My Favourite Teacher - Professor Peter Shergold
Peter Shergold helped shape the policies of John Howard and Kevin Rudd as Secretary of the Department of the Prime Minister and Cabinet from 2003-8.
He is Chancellor of the University of Western Sydney, chair of the Higher Education Standards Panel and has been made a Member of the Order of Australia and a Companion of the Order for his services to the community.
Lustily we sing,
Make the rafters ring.
So began the rousing anthem of the boys-only grammar school in England to which I was sent as a boarder for seven years. We enjoyed singing 'lustily' with a long, drawn-out sibilant 's'. In a vague way it seemed redolent of the wanton behaviour to which we collectively aspired but, locked in school grounds, seemed a distant hope.

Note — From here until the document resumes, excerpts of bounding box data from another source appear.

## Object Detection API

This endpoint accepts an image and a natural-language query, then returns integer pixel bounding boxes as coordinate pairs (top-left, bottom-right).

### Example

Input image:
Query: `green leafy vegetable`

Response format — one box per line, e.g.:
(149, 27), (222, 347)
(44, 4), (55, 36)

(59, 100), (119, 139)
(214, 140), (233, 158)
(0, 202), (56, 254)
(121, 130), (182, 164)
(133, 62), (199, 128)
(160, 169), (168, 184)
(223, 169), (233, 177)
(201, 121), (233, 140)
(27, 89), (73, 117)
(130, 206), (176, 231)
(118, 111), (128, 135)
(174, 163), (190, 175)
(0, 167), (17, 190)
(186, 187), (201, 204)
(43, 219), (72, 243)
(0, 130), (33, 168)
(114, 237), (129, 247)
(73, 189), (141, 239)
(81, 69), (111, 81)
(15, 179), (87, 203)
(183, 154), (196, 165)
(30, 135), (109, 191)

In my first month at school I was identified as a B-former and thereafter I net successfully the limited expectations of my teachers by scraping seven 'O'-levels (including Bible knowledge) and two A-levels. Only as a debater did my star briefly shine when, to my headmaster's clear disbelief, I won an inter-school competition.
I witnessed the merit principle at work, finding myself rejected not only as an officer in the school's Combined Cadet Force but also - far rarer - being passed over for induction as a prefect. I'd like to say the rest of my life has been a response to such slights on my leadership capacity, but it’s not true.
I was, by sixteen, pretty comfortable with my modest achievements and future prospects. By spring 1965 my form-master's report was unambiguous: 'In general his work is satisfactory. I wish I could say the same about his general attitude and behaviour, which I find deplorably irresponsible.'
Most of my teachers concurred. In lone dissidence on my report, sits one neatly hand-written comment by my English teacher, SBN: 'His recent written work has shown considerable perception and understanding and the ability to express his ideas clearly.'
It was SBN - Stewart Norman - who, through literature, lifted my gaze to a wider world. With enormous insight he guided me, and many of my unruly mob, toward an appreciation of Shakespeare. The first thing I enjoyed were the dirty bits, carefully glossed over by previous teachers. I came to understand that Benny Hill's double-entendres were part of a rich British cultural tradition.
Then came the excitement of the violence and lust of raw power. And finally, miraculously, I came to understand the poetry of language and ambiguity of meaning. It was a secret world which, just as much as the posturing of the rock band, The Pretty Things, spoke to adolescent rebellion. When my friend Nick Palmer was criticised for writing an essay in which he referred throughout to 'William' I was surprised: Shakespeare had become one of us.
SBN taught us that Shakespeare was meant to be acted. Reaching my normal heights of academic achievement, I was selected to play Lucianus, and from that safe vantage point (mostly in the wings) I watched my friend Nick Page portray Hamlet with genuine rage and blanched as the boy Ophelia suffered the consequences. I've watched many fine productions since, but none will surpass the emotional intensity of that first experience of seeing at first-hand what Shakespeare could be.
Through SBN I came to realise that safe pieties could be challenged. I remember dismissing Charles Dickens as a writer of Victorian sentimentality only to find myself confronted by a teacher who carefully tore apart my lack of cultural and historical understanding. I still recall the shock of realising that this was a teacher who cared passionately about Dickens's reputation. Passion, at my school, was not generally a quality to which to aspire.
Through SBN I was surprised to discover that the novelist Thomas Hardy also wrote poems which I barely understood but, under SBN's gentle interrogation, I came to love. The lessons linger in unexpected ways. I can still be at a tense meeting and, watching the body language, remember the first time I read that, 'The smile on your mouth was the deadest thing/Alive enough to have strength to die.'
SBN taught me that reading was an exciting place to be. When I was introduced to William Faulkner and ee cummings, American literature suddenly seemed attractive. In spite of being suspended from school in my final months - for escaping from my dormitory for a midnight liaison with a girl from the nearby Bedales School - Hull University accepted my belated application to study American literature, history and politics.
It was the start of a different life.
One brilliant teacher, almost certainly without knowing it, was the reason.